Niagara Gazette — LOCKPORT — Former Town of Niagara Supervisor Steve Richards will be sentenced to three years of probation later today in the last act of a long-running joint state and federal investigation of public corruption in the town.
State Supreme Court Justice Christopher Burns told Richards he’d receive the probation sentence when the long-time supervisor pleaded guilty in May to a single count of official misconduct. The plea followed his resignation as town supervisor and includes an agreement that Richards will pay $1,240.37 in restitution to the town.
The plea deal was the result of negotiations with the New York State Attorney General’s Office. Richards had originally faced a 23-count public corruption indictment.

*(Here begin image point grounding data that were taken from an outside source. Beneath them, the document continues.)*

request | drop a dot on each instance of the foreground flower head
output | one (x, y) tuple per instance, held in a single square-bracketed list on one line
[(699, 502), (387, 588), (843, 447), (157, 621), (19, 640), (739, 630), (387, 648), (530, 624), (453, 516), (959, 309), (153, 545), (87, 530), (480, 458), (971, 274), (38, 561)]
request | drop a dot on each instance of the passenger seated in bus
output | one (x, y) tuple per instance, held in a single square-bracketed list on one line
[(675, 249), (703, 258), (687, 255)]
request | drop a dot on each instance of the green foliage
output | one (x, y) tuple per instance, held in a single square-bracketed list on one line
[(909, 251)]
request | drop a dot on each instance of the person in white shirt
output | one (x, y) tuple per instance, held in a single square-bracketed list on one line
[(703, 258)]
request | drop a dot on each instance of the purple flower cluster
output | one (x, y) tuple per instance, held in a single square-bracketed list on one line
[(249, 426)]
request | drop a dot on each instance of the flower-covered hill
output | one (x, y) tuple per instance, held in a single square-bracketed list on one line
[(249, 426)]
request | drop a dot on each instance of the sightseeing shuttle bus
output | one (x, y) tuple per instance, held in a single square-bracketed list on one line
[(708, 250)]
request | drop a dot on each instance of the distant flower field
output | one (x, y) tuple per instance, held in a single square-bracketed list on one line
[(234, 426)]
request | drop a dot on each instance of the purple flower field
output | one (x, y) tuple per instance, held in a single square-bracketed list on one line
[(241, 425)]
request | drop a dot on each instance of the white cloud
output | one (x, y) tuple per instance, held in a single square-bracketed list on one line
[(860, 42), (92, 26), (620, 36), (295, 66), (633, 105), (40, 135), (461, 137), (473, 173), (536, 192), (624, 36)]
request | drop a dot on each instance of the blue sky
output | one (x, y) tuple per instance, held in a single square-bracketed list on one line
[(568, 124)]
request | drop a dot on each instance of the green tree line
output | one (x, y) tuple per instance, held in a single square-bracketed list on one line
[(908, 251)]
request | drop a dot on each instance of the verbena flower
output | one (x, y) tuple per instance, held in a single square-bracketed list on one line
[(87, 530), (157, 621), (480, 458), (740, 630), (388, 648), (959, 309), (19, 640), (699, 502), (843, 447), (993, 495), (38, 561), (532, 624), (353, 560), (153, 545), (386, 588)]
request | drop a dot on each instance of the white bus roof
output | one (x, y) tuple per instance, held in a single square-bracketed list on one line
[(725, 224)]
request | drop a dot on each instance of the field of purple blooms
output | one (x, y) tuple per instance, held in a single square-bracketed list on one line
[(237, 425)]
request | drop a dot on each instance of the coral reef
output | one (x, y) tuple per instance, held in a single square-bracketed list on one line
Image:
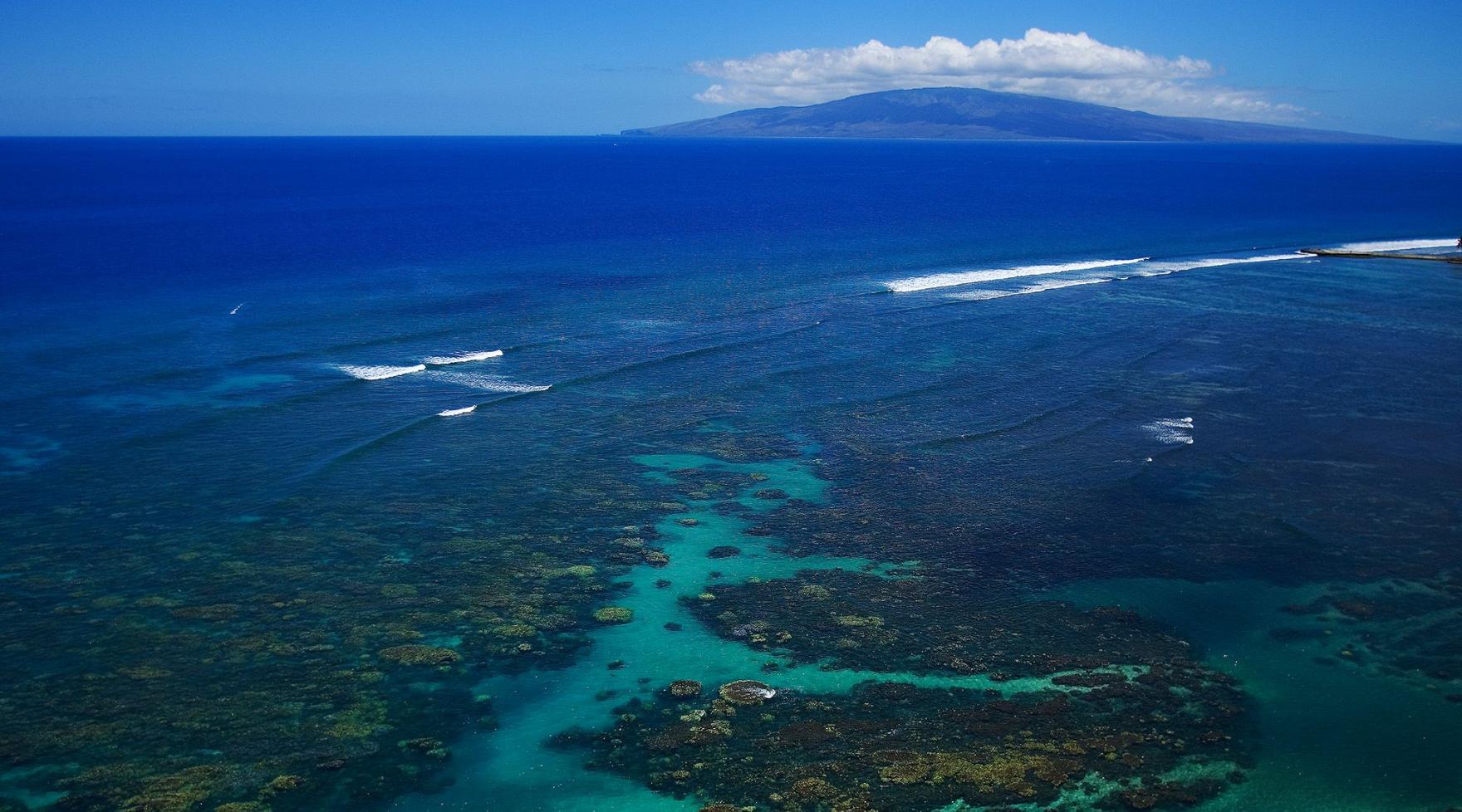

In taking his plea, Richards read from a prepared statement and admitted that in May 2010 he sent town employees to a Cheektowaga business with a town truck and front-loafer and had them bring a concrete catch basin back to his auto shop in the town. The employees were supposed to be doing town work at the time.

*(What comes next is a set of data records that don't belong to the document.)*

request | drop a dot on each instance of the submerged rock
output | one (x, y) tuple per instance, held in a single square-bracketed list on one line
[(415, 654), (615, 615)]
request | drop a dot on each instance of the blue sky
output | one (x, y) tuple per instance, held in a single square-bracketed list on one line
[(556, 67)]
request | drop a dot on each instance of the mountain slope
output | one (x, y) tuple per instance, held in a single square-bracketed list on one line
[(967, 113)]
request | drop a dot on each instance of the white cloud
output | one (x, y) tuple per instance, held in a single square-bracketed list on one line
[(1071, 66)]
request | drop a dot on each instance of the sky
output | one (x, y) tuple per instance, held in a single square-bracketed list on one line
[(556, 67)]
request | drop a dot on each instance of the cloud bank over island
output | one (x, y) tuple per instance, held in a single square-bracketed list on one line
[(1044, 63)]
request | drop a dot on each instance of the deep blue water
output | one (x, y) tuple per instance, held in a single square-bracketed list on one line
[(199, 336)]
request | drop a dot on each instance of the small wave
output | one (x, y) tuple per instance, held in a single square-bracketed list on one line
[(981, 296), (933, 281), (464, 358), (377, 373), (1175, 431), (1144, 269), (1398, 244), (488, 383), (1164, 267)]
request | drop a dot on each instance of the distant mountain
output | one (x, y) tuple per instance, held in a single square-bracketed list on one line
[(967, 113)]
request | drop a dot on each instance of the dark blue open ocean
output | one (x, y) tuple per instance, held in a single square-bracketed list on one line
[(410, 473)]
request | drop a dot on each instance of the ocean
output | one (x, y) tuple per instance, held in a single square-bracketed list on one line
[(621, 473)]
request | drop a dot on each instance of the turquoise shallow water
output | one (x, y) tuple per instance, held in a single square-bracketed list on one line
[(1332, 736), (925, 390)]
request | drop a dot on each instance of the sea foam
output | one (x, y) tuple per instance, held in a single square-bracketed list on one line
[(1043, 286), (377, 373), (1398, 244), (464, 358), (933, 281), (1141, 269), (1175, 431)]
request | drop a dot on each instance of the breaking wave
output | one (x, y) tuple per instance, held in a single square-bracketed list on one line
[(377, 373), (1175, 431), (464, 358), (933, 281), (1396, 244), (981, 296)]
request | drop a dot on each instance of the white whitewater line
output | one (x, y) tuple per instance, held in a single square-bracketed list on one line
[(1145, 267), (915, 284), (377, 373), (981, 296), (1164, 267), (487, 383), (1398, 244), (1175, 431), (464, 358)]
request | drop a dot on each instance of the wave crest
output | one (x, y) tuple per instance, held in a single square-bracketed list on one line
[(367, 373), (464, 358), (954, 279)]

Under questioning by Burns, Assistant Attorney General Diane LaVallee said Richards was pleading guilty to the second highest count in the indictment and, as a result of the plea, was being forced to leave office.
“It spares us having to call 30 witnesses (at trial), many of whom have expressed some reluctance to testify,” LaVallee said. “It’s our hope that the plea will help heal the town.”
“Your main focus is to bring (Richards’) behavior to light and to get restitution and it’s not your feeling that (a jail term) is necessary,” Burns asked LaVallee.
“The overwhelming feeling is Mr. Richards leaving office is the goal here,” LaVallee replied.
Scott Hapeman, a member of Richards’ defense team, said that the plea deal was best for his client and the town.